What is Apache Kafka?

Apache Kafka is a distributed, fault-tolerant, and high-throughput messaging system based on the publish-subscribe model. It was originally developed at LinkedIn and open-sourced in 2011.

Send and receive real-time data
→ Like a chat app, where one service sends a message and others instantly get it.
Store data safely
→ If a service is offline, Kafka saves the data until the service comes back and reads it.
Process data as it flows
→ Kafka can also analyze data as it moves, using something called the Kafka Streams API.

Example:

Imagine you are getting live order data from an online store:
- Without Kafka Streams: You just collect and store all the orders.
- With Kafka Streams: You can count orders, find totals, or detect fraud — while the data is still coming in.

So, Kafka Streams helps you do smart things with data in real time, without needing to store and analyze it later.

Kafka Advantages

Loose Coupling: Services communicate without needing to know about each other.
Durability: Messages are stored on disk and can be replayed even if the consumer is down.
Scalability: Easily handles large volumes of data and can scale horizontally.
Flexibility: New consumers can be added without modifying the producers.

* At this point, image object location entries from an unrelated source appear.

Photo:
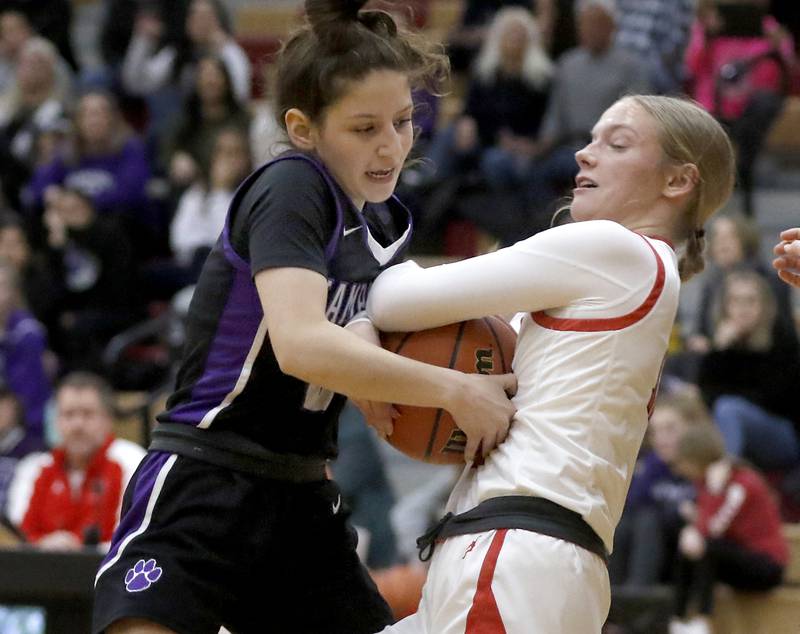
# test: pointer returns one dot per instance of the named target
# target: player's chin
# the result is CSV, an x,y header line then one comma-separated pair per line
x,y
378,193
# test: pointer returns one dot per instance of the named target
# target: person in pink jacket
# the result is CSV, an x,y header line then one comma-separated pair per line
x,y
739,60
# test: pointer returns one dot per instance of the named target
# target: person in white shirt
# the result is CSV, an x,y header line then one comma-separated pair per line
x,y
533,521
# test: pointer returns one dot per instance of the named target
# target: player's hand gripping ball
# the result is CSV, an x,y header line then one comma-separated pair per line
x,y
485,346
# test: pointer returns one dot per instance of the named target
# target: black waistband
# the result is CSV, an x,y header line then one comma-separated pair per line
x,y
230,450
516,511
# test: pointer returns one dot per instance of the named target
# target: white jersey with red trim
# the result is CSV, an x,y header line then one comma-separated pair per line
x,y
601,301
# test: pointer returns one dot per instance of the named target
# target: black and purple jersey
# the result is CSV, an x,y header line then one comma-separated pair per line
x,y
288,213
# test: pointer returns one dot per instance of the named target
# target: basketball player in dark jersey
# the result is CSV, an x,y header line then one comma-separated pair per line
x,y
230,519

Explain Horizontal scaling and vertical scaling?

`Horizontal Scaling (Scale Out)`

Add more machines to handle more load.
Each machine (or server) handles part of the work.
Common in distributed systems like Kafka.

Example:
You have 1 Kafka broker. If traffic increases, you add 2 more brokers — now 3 Kafka servers share the load.

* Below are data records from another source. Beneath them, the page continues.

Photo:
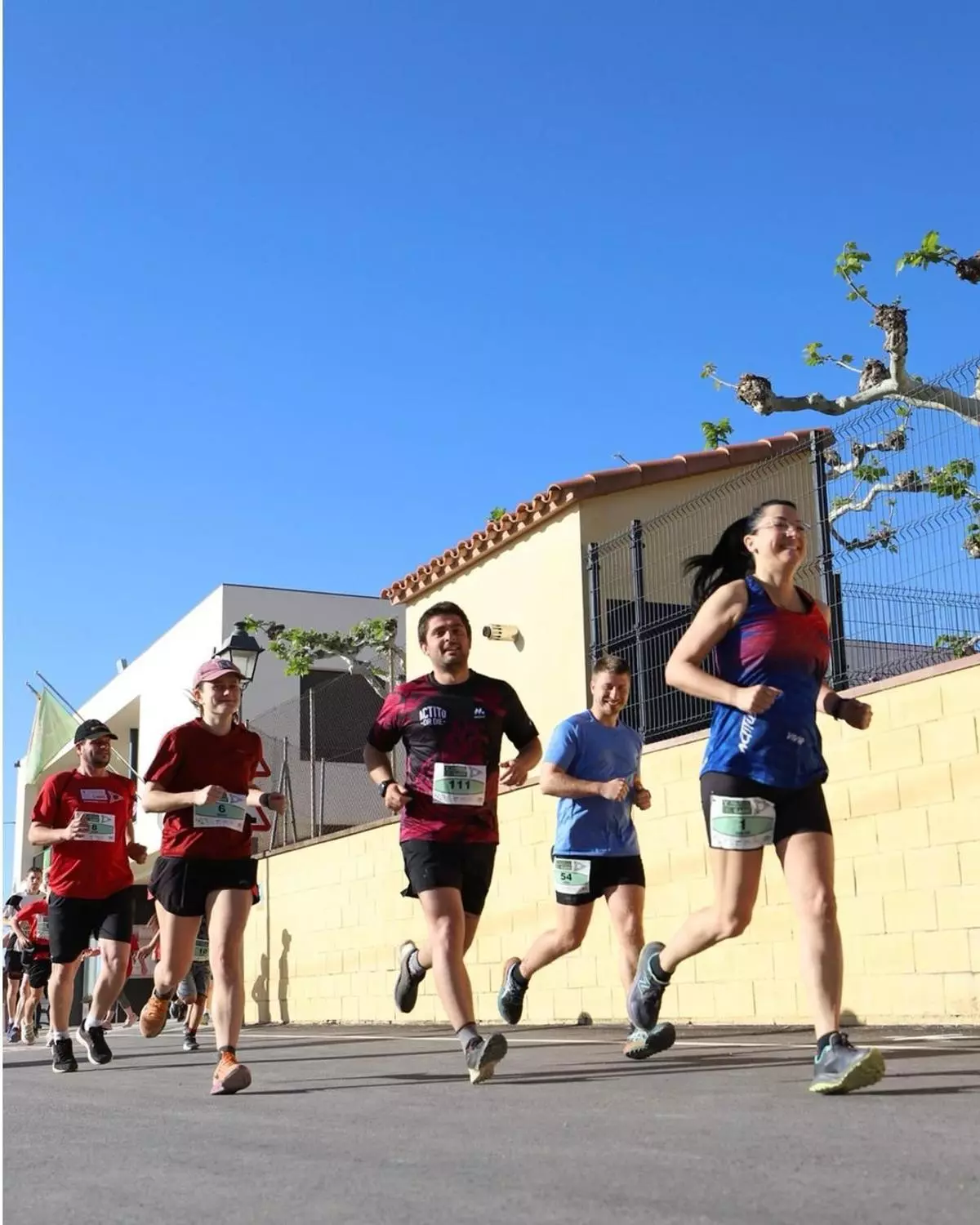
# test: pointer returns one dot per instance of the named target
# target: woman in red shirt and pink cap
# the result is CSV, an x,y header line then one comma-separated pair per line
x,y
201,781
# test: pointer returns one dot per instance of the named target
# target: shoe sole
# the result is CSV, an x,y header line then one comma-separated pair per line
x,y
406,999
862,1075
661,1038
514,1017
90,1054
492,1055
234,1082
635,999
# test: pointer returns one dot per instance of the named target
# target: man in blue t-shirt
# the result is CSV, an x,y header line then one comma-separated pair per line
x,y
592,764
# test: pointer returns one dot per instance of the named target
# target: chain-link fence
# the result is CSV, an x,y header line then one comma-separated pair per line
x,y
313,747
894,502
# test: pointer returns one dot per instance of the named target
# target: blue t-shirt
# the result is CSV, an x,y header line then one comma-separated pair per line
x,y
590,750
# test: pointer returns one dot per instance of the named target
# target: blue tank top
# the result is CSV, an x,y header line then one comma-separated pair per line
x,y
789,651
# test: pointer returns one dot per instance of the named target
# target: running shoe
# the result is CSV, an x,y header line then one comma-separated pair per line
x,y
644,1043
511,995
63,1056
407,985
154,1016
843,1068
230,1076
93,1039
483,1056
644,1001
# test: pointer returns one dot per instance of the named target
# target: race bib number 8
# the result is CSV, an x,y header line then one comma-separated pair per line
x,y
742,823
571,876
98,827
228,813
460,784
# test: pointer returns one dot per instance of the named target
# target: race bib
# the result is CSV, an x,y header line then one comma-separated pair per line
x,y
571,876
228,813
460,784
100,827
742,823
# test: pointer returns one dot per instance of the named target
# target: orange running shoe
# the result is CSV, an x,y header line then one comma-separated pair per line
x,y
154,1017
229,1075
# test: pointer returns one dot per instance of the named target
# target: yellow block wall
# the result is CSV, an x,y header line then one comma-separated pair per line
x,y
904,800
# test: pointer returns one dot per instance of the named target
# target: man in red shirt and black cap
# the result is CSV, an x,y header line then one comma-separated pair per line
x,y
86,817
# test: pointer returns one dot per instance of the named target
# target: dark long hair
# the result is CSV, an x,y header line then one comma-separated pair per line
x,y
729,559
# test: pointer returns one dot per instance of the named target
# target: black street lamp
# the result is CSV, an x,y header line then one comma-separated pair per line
x,y
240,649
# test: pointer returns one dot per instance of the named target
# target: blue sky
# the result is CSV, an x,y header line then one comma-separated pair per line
x,y
367,271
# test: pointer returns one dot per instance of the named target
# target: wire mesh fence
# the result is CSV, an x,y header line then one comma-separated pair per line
x,y
894,502
313,747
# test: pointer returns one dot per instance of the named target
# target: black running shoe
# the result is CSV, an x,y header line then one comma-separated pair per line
x,y
95,1043
407,987
483,1056
511,995
64,1058
644,1001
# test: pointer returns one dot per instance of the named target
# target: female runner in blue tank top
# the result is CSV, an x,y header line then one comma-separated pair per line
x,y
764,768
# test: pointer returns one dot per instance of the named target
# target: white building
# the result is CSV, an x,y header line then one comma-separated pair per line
x,y
149,696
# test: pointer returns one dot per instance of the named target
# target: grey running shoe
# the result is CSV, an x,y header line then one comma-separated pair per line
x,y
407,987
644,1001
95,1043
483,1056
511,995
843,1068
64,1058
644,1043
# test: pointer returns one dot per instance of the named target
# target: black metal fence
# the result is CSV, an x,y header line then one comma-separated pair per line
x,y
894,501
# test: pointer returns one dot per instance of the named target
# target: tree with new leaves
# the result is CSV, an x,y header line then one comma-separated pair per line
x,y
877,381
301,649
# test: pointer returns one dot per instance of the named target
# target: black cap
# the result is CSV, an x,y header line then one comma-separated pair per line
x,y
91,730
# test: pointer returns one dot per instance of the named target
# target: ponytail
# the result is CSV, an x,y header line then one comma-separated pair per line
x,y
729,560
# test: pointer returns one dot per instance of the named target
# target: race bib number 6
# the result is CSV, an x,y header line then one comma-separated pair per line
x,y
742,823
460,784
227,813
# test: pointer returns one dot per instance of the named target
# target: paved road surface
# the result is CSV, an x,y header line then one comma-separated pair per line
x,y
370,1126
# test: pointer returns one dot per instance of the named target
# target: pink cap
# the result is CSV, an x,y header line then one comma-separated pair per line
x,y
213,669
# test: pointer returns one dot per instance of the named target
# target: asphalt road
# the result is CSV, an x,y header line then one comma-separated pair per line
x,y
369,1126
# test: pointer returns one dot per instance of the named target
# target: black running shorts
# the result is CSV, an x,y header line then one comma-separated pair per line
x,y
463,866
73,921
181,884
766,813
38,970
585,879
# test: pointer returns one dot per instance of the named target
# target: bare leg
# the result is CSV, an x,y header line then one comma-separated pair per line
x,y
227,915
571,924
737,876
808,866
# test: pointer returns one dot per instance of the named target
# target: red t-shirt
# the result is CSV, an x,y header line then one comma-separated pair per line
x,y
96,864
191,757
34,918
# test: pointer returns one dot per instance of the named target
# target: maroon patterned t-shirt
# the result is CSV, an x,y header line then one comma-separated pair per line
x,y
452,737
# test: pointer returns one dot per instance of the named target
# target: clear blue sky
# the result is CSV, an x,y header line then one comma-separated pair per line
x,y
367,271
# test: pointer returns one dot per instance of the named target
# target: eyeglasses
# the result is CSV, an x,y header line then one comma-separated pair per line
x,y
782,524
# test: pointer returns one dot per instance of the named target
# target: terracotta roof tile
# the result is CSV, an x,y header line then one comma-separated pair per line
x,y
559,497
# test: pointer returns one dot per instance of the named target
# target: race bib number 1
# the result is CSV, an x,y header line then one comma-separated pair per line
x,y
460,784
98,827
742,823
228,813
571,876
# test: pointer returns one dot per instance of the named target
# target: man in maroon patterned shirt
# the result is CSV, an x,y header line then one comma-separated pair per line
x,y
452,723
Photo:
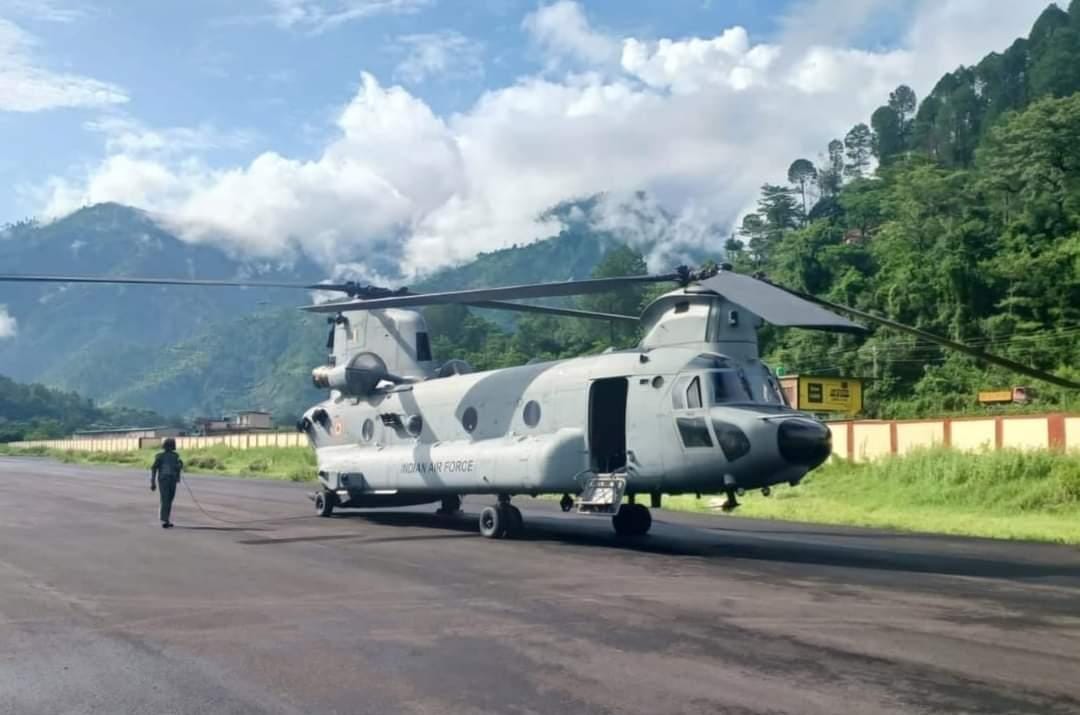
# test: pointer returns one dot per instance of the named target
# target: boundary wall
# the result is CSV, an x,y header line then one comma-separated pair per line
x,y
853,440
868,440
245,441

✅ Pros: More flexible, fault-tolerant, and easy to scale.
❌ Cons: Slightly complex to manage.

`Vertical Scaling (Scale Up)`

Add more power (CPU, RAM, storage) to your existing machine.
You're making a single server stronger.

Example:
You upgrade your Kafka server from 8 GB RAM to 32 GB RAM to handle more messages.

✅ Pros: Simpler setup.
❌ Cons: There's a limit to how much you can upgrade one machine, and if it fails — everything fails.

Kafka uses Horizontal Scaling - Because it can run on multiple servers (called brokers) and share the data among them.

Step by step Kafka Flow:

Step-by-step Flow:

Producer creates and sends events.
Kafka producer batches the events (internally).
These batches are sent directly to Kafka brokers.
The broker receives and stores them in the topic partition on disk.
Consumers later pull from these topic partitions.

Example Flow (RabbitMQ):

Producer sends message → Broker queues it.

Broker delivers the message to a consumer.
Consumer processes it and sends back an acknowledgment (ACK).
Broker removes the message from the queue.

If no ACK is received, broker will:

Assume failure (e.g., consumer crashed).
Redeliver the message to another consumer.

👉 This process is called message tracking or delivery state management.

Differences between ActiveMQ/RabbitMQ and kafka?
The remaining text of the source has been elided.